3: They had movie sex. She made love to him as he poured over the bed. She could feel the muscle inside him, unglued, disjointed, like parts that had been carefully laid out one on top of the other. Stacked, but loosely. She felt overcome with the desire to open him up, bury her hands deep in the creases of his body and pull his skin until it slipped off like wrapping paper. She wanted to tear him apart and rebuild him, stitch him, give him some structure and make a man out of him.

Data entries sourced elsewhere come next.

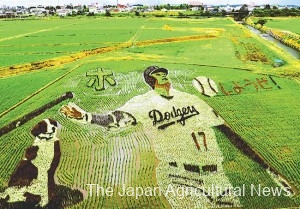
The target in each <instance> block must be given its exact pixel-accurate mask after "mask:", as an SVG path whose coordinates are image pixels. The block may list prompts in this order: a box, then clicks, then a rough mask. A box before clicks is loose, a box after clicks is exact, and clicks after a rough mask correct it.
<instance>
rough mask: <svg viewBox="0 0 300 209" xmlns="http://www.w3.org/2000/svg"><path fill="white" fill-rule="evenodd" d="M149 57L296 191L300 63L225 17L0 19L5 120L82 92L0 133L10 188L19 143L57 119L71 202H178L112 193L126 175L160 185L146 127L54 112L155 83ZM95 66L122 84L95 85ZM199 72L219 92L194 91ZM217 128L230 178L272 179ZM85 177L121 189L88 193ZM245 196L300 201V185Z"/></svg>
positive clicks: (150, 143)
mask: <svg viewBox="0 0 300 209" xmlns="http://www.w3.org/2000/svg"><path fill="white" fill-rule="evenodd" d="M292 21H296V22H295V23H294V24H290V26H288V25H286V28H284V29H286V30H296V28H295V27H293V26H295V25H297V24H298V23H299V19H296V18H293V19H292ZM270 24H271V22H270ZM274 24H275V23H274ZM298 25H299V24H298ZM268 27H271V25H269V26H268ZM274 27H275V26H274ZM278 27H281V26H278ZM284 27H285V26H284ZM281 29H283V28H281ZM293 32H295V33H297V31H293ZM275 59H281V60H284V61H285V65H283V66H281V67H274V66H273V61H274V60H275ZM151 65H158V66H161V67H165V68H167V69H169V70H170V73H169V77H170V79H171V80H172V86H173V87H174V88H175V89H177V90H179V91H183V92H187V93H189V94H193V95H196V96H197V97H199V98H200V99H202V100H204V101H205V102H206V103H208V104H209V105H211V106H212V107H213V108H214V109H215V111H216V112H218V114H220V115H221V116H222V117H223V118H224V120H225V121H226V122H227V123H228V124H229V126H230V127H231V128H232V130H234V131H235V132H236V133H237V134H239V135H240V136H241V137H242V138H243V139H245V141H246V142H247V143H248V144H249V145H250V146H251V147H252V148H253V149H254V150H255V151H256V152H257V153H259V154H260V155H261V156H262V157H263V158H264V159H265V160H266V161H267V162H268V163H269V164H270V165H272V167H274V168H275V169H276V170H278V171H279V172H280V173H281V174H282V175H284V176H285V177H286V178H287V180H288V181H289V183H290V184H292V185H293V186H294V188H295V189H296V190H299V189H300V170H299V167H300V151H299V141H300V126H299V124H300V107H299V102H300V97H299V94H300V83H299V75H300V74H299V69H300V62H299V60H297V59H295V58H293V57H292V56H291V55H289V54H288V53H287V52H285V51H284V50H283V49H281V48H278V46H277V45H276V44H274V43H271V42H267V41H266V40H264V39H262V38H261V37H259V36H257V35H255V34H253V33H251V32H250V31H248V30H247V29H246V27H244V26H242V25H240V24H237V23H235V22H234V21H233V20H232V19H230V18H204V19H168V18H149V19H147V18H86V19H76V18H74V19H53V20H52V19H41V20H14V21H0V89H1V91H0V128H2V127H4V126H6V125H8V124H10V123H11V122H13V121H15V120H17V119H19V118H21V117H22V116H24V115H26V114H28V113H30V112H31V111H34V110H36V109H37V108H39V107H41V106H43V105H45V104H47V103H49V102H50V101H53V100H54V99H56V98H58V97H59V96H61V95H63V94H64V93H65V92H68V91H71V92H73V93H74V95H75V96H74V98H72V99H69V100H68V101H63V102H62V103H60V104H57V105H55V106H54V107H52V108H50V109H47V111H45V112H43V113H42V114H40V115H38V116H36V117H35V118H34V119H31V120H30V121H28V122H27V123H25V124H22V125H21V126H18V127H16V128H14V129H13V130H12V131H11V132H9V133H7V134H5V135H2V136H1V137H0V147H1V154H0V162H1V163H0V188H1V187H2V188H4V187H5V186H7V182H8V180H9V177H10V175H11V173H12V172H13V171H14V169H15V167H16V166H17V164H18V162H19V161H20V159H22V156H23V154H24V150H25V149H26V147H28V146H30V145H31V144H32V141H33V137H32V136H31V134H30V130H31V128H32V127H33V126H34V125H35V124H37V122H39V121H40V120H42V119H44V118H53V119H55V120H57V121H58V122H59V123H60V124H61V125H62V129H61V131H60V134H59V138H60V143H61V153H62V156H61V161H60V164H59V167H58V170H57V172H56V175H57V180H58V182H59V183H60V184H62V185H65V186H68V187H70V188H77V189H80V190H81V191H82V192H83V193H84V195H85V199H84V200H83V201H82V202H80V203H79V204H77V205H73V206H71V207H70V208H74V209H75V208H77V209H81V208H88V209H90V208H171V206H170V204H169V203H168V201H167V199H166V198H165V197H164V196H158V195H156V196H155V195H153V196H145V195H144V196H141V197H139V198H135V197H131V196H123V197H121V196H119V195H117V192H118V191H121V189H122V185H123V184H125V185H127V186H131V187H157V185H158V183H157V179H156V166H157V158H156V156H155V151H154V148H153V144H152V142H151V139H150V138H149V137H148V136H147V134H146V133H145V131H144V128H145V127H144V126H143V124H140V123H139V124H138V125H137V126H134V127H130V128H127V129H125V130H121V131H116V132H114V131H107V130H105V129H103V128H101V127H99V126H96V125H92V124H80V123H76V122H74V121H71V120H69V119H67V118H65V117H64V116H63V115H62V114H61V113H60V112H59V109H60V108H61V106H62V105H65V104H67V103H68V102H74V103H76V104H77V105H79V106H80V107H82V108H83V109H85V110H87V111H89V112H96V113H107V112H109V111H111V110H114V109H116V108H118V107H120V106H122V105H123V104H124V103H125V102H126V101H128V100H129V99H130V98H132V97H134V96H137V95H140V94H144V93H146V92H147V91H149V87H148V86H147V85H146V84H145V82H144V79H143V77H142V73H143V71H144V70H145V68H146V67H148V66H151ZM98 68H102V69H103V70H104V72H113V78H114V79H115V81H116V82H117V85H115V86H113V85H110V84H109V83H108V82H107V81H104V84H105V90H102V91H97V90H95V86H94V85H90V84H89V81H90V78H89V77H88V76H87V74H89V73H91V72H94V71H95V69H98ZM197 76H206V77H209V78H210V79H212V80H213V81H215V83H216V85H217V87H218V90H219V92H218V94H217V96H214V97H205V96H203V95H202V94H201V93H200V92H199V91H197V90H196V89H195V88H194V87H193V85H192V80H193V78H195V77H197ZM214 131H215V134H216V138H217V142H218V145H219V148H220V150H221V152H222V154H223V156H224V161H223V167H224V171H225V173H226V175H227V176H228V178H229V180H230V182H231V184H232V185H233V186H235V187H240V186H242V185H245V187H246V191H249V189H250V185H251V184H252V185H254V186H256V187H258V185H261V186H262V187H267V188H271V187H274V188H275V187H276V186H277V184H276V182H274V180H273V178H271V176H270V175H269V174H268V173H267V172H266V170H265V169H264V168H262V167H261V166H260V165H259V164H258V163H256V162H254V161H252V160H251V159H250V158H249V157H247V156H246V155H244V154H243V152H241V150H239V149H238V148H236V147H235V146H234V145H233V144H232V143H231V142H230V140H229V139H228V138H227V137H226V135H225V134H224V133H222V132H221V131H220V130H218V129H214ZM162 140H164V139H162ZM88 184H98V185H100V186H102V187H112V188H113V189H114V191H115V192H114V194H113V195H112V196H106V195H103V196H102V195H99V196H96V195H93V196H89V187H88V186H87V185H88ZM239 201H240V203H241V205H242V208H249V209H252V208H253V209H254V208H270V209H275V208H299V206H300V197H299V195H298V194H296V195H295V196H293V197H289V196H285V195H257V194H256V195H251V193H250V192H246V193H245V195H243V196H240V197H239Z"/></svg>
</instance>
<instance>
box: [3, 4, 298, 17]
mask: <svg viewBox="0 0 300 209" xmlns="http://www.w3.org/2000/svg"><path fill="white" fill-rule="evenodd" d="M188 5H189V9H190V10H192V11H197V10H204V11H208V12H221V11H225V12H226V13H231V12H233V11H238V10H240V8H241V7H242V5H229V4H227V5H221V6H212V5H204V4H203V3H199V2H197V1H195V2H190V3H189V4H188ZM247 6H248V11H249V12H252V11H253V10H254V9H264V8H265V5H260V6H255V5H254V4H250V5H247ZM272 6H276V7H277V8H278V9H284V8H289V7H291V8H292V7H293V6H279V5H272ZM141 8H143V11H149V12H150V11H153V10H154V7H153V6H143V5H141V4H137V5H128V4H127V5H122V4H117V5H101V6H100V5H98V4H92V5H87V6H85V5H84V6H82V5H78V6H71V5H67V6H65V5H64V6H56V7H53V6H46V7H44V6H42V5H39V6H33V7H29V8H25V7H23V6H18V7H7V6H2V7H0V18H10V17H26V16H48V15H54V14H57V15H58V16H68V15H72V14H99V13H105V12H106V11H107V10H109V11H112V12H132V11H136V10H141ZM161 11H168V10H167V9H166V8H163V9H161Z"/></svg>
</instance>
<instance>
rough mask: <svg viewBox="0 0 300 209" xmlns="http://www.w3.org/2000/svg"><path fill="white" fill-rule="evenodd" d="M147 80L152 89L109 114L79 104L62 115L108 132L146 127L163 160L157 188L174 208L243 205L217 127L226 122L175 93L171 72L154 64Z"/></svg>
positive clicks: (194, 102) (60, 110) (160, 162)
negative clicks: (228, 170)
mask: <svg viewBox="0 0 300 209" xmlns="http://www.w3.org/2000/svg"><path fill="white" fill-rule="evenodd" d="M144 79H145V82H146V83H147V84H148V85H149V86H150V87H151V88H152V90H151V91H149V92H147V93H145V94H143V95H138V96H135V97H133V98H132V99H130V100H129V101H128V102H126V103H125V104H124V105H123V106H122V107H120V108H118V109H116V110H114V111H112V112H110V113H108V114H105V115H100V114H95V113H89V112H86V111H84V110H82V109H81V108H80V107H78V106H76V105H75V104H69V105H68V106H63V107H62V108H61V110H60V111H61V112H62V113H63V114H64V115H65V116H67V117H69V118H72V119H76V120H78V121H81V122H85V123H92V124H97V125H100V126H102V127H105V128H107V129H112V128H122V127H126V126H130V125H136V124H137V123H142V124H143V127H144V131H145V133H146V134H147V136H148V137H149V138H150V140H152V142H153V146H154V150H155V155H156V157H157V158H158V160H159V161H160V163H159V165H158V167H157V168H156V177H157V181H158V185H159V187H160V189H161V191H162V193H163V194H164V195H165V197H166V198H167V200H168V201H169V203H170V205H171V206H172V208H216V207H228V206H229V207H240V206H241V205H240V202H239V199H238V197H236V196H234V195H233V194H232V193H231V192H230V188H232V185H231V183H230V181H229V179H228V178H227V176H226V175H225V173H224V171H223V166H222V161H223V156H222V153H221V151H220V149H219V147H218V144H217V141H216V137H215V134H214V130H213V128H212V127H214V126H219V125H222V124H224V120H223V119H222V118H221V117H220V116H219V115H218V114H217V113H216V112H215V111H214V110H213V109H212V108H211V107H210V106H209V105H208V104H207V103H205V102H204V101H203V100H201V99H200V98H198V97H197V96H195V95H191V94H188V93H185V92H181V91H177V90H175V89H173V88H172V86H171V81H170V79H169V77H168V70H167V69H165V68H160V67H157V66H150V67H148V68H147V69H146V70H145V71H144ZM192 190H193V192H191V191H192ZM213 190H214V191H213ZM178 191H181V194H179V193H178ZM187 191H189V192H187Z"/></svg>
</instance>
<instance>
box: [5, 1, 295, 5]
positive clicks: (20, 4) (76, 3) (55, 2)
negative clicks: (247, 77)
mask: <svg viewBox="0 0 300 209" xmlns="http://www.w3.org/2000/svg"><path fill="white" fill-rule="evenodd" d="M117 1H118V3H121V4H127V3H129V4H137V3H140V4H144V5H157V4H167V3H169V4H182V3H190V2H201V3H203V4H204V5H221V4H224V5H226V4H227V3H228V4H230V5H232V4H251V3H254V4H255V5H264V4H270V5H273V4H279V5H299V6H300V0H39V1H36V0H0V6H2V5H6V6H37V5H43V6H47V5H52V6H56V5H67V4H70V3H72V4H73V5H79V4H81V5H84V4H85V5H90V4H92V3H94V4H95V3H98V5H103V4H117Z"/></svg>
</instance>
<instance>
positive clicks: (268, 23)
mask: <svg viewBox="0 0 300 209" xmlns="http://www.w3.org/2000/svg"><path fill="white" fill-rule="evenodd" d="M259 19H266V20H267V23H266V24H265V25H266V26H267V27H268V28H274V29H279V30H284V31H291V32H293V33H297V34H300V29H299V27H297V23H299V19H300V18H299V17H267V18H255V20H259Z"/></svg>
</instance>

His skin cloaked her body, covering her ever inch with sweaty droplets like big, lipless kisses. She imagined getting trapped within him, lost under his folds. There, she’d meet at least a half-dozen other women with moist, tanned skin, they’d talk about devotion and ask each other if anyone had a lighter.

“Parts,” she said to herself. “He’s just parts.” Thinking of him as a man of parts made it easier to excuse the moans, the incessant tears and the sentimental pillow-talk monologues on vulnerability that should have begun with a quote from the dictionary. Parts had been an amusing concept when she was younger, something to mull over while she lied naked under the bed sheets with her legs crossed. Green eyes, brown hair, long legs, firm ass. “I’m over that” She thought, “I need a little togetherness in my life.”

The biggest problem, as far as she could see, was that there was really no problem. If there were a problem she would’ve told him. She would’ve flung her hands over his mouth when he was about to say, “I love you,” she would’ve pouted and made him notice it, when he asked her if there was a problem she would’ve said “yes, there is,” and then told him exactly what it was. “There’s simply nothing wrong,” she thought and bit open the canker sore on her lip.

They made love for hours, every time. When she got sore they would stop, share a cigarette and he would call her by his own name. “You are part of me” he told her while she wrestled her pinky finger out of his stomach fat.